Focus on Assessment: Fall 2018 assessment update

By: Steve Borrelli

Focus on Assessment: Fall 2018 Assessment Update

With the fall term underway, I thought this would be a good time to give an update on what the Assessment Department has planned for this semester, and there’s lots to tell you about.

Bikalpa Neupane photo 2018For starters, Bikalpa Neupane is our new graduate assistant. Bikalpa is a 4th year Ph.D. candidate in College of Information Sciences and Technology, studying human-computer interaction and artificial intelligence. His initial work (described below) is to develop views into historical circulation.

The Library Assessment and Metrics Council (LAMC) completed its work on the Assessment Archive in the spring. The archive aims to provide a place for you to upload documents related to local assessments to improve the libraries’ ability to tell our story and to serve as a repository of assessment projects to provide ideas, guidance, and contacts for when you’re considering developing an assessment project and want to get some ideas on how to go about it.  Over the summer, we’ve worked to populate it with Assessment Department projects, and we’re starting to see projects from colleagues around the libraries too. We’re approaching 20 projects to date, so take a look when you have a chance and consider submitting a project you’ve completed.

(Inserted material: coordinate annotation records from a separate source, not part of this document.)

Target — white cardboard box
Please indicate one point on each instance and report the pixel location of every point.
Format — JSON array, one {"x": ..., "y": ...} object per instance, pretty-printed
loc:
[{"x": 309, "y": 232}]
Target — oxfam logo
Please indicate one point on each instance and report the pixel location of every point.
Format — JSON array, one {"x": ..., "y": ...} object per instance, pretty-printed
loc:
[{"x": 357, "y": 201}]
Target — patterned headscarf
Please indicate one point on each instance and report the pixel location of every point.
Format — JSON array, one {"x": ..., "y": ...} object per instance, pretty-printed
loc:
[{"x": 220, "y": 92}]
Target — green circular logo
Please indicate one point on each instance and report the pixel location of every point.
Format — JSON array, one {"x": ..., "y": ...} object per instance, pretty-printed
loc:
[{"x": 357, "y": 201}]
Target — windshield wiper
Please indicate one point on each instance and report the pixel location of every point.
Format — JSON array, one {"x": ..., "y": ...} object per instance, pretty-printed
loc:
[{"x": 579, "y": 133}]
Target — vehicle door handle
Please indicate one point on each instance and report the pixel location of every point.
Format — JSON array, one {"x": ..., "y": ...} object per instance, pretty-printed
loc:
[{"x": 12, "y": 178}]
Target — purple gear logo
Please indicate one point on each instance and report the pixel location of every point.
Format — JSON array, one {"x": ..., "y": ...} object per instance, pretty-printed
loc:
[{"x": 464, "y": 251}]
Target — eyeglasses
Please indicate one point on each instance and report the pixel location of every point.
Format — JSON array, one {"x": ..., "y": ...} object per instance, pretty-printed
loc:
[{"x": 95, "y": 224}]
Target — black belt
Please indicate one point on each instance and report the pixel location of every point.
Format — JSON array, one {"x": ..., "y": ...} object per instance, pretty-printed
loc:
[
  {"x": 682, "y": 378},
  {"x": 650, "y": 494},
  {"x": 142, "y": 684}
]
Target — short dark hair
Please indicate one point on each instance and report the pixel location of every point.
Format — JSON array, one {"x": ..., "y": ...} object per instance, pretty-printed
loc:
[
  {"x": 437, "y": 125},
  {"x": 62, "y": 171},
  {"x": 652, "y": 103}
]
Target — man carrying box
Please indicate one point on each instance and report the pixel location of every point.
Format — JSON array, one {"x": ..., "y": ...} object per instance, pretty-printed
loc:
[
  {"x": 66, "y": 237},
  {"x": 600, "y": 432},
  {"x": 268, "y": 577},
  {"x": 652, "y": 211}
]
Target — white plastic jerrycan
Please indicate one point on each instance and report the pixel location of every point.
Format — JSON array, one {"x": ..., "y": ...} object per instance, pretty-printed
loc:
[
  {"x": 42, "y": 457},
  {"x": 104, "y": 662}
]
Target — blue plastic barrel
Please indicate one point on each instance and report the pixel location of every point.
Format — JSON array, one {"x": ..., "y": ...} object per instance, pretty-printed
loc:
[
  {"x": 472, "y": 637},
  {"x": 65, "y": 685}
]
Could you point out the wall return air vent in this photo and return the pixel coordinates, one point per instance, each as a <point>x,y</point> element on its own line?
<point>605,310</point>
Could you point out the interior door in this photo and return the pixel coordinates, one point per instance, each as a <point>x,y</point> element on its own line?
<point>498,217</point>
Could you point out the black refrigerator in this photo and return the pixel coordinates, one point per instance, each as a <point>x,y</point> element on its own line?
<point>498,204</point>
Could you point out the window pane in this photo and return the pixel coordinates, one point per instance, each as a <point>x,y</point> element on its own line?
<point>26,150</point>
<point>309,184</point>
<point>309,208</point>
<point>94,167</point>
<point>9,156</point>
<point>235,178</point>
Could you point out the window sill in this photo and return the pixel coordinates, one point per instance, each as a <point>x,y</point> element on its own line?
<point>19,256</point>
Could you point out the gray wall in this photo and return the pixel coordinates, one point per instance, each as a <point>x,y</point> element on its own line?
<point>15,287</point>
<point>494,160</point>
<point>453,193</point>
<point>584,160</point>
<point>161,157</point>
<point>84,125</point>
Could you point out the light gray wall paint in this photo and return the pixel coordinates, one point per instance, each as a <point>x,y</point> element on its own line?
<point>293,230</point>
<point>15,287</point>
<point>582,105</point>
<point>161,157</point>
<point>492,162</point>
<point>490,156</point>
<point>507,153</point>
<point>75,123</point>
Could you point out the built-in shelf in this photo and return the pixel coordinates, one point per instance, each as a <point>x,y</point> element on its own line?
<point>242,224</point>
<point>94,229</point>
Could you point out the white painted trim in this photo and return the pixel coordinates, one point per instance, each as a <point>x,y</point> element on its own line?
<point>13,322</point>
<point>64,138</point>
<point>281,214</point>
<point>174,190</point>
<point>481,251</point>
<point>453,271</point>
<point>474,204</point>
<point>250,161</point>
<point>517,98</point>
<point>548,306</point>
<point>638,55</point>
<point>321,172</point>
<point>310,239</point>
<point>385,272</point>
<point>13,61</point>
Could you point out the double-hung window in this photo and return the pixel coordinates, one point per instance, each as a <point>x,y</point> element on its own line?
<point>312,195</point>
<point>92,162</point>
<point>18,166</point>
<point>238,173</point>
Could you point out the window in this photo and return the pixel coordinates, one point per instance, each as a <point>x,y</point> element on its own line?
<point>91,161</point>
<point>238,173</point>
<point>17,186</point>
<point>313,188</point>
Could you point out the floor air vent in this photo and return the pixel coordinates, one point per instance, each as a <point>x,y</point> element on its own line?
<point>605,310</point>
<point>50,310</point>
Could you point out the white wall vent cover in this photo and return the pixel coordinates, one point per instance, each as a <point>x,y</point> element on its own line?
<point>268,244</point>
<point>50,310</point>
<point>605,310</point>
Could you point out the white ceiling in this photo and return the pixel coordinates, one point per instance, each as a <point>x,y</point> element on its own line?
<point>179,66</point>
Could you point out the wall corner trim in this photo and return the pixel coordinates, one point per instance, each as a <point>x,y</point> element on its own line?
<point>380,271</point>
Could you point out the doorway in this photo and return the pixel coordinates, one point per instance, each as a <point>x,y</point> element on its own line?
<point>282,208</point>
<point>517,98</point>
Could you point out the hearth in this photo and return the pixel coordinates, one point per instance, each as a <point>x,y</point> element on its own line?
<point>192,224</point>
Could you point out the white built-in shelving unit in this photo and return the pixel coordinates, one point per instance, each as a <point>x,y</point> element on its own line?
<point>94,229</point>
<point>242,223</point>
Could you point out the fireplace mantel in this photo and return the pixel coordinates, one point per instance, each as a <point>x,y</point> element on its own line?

In addition to the projects described below, we’ll be consulting on a number of other projects, and have two job enrichment opportunities in the works. We look forward to getting these finalized and moving forward so we can take on additional projects and further enhance organizational capacity for assessment.

Data Gathering Week will run this fall from Monday 10/15 through Sunday 10/21. I plan to send a couple of reminders out as the dates approach.

Fall 2018 Assessment Projects:

Communicating the Results of the Ithaka Faculty Survey – The Libraries administered a local version of the Ithaka Faculty Survey between March and April. This survey has a series of questions about how faculty discover and access research materials, issues around scholarly communications and conducting research, data management, and teaching practices, as well as a forward-looking market research section that has some really interesting questions and results.

Since receiving the results in May, we’ve been working to visualize the results using Tableau. Lana Munip developed filterable visualizations for each question, available on the intranet. Over the next couple of weeks, we plan to schedule a series of brown bag meetings to review the sections, hopefully with the help of those who are closely tied to the programming around these sections. The first of these will be at noon on Fri. 9/28 in the Dean’s conference room and over Zoom https://psu.zoom.us/j/3283054988. Stay tuned for more on this.

Investigating Emotional Connections to the University Libraries: exploring motivations for utilization and support – The Assessment Department and the Development and Alumni Relations Department are partnering to host 10 focus groups with students, parents of current students, and donors. The goal is to learn more about why students use the library, what their parents think the library is about, and to investigate emotional connections to the library to inform the development of a cohesive message that the Libraries Development Board members can use when working with potential donors.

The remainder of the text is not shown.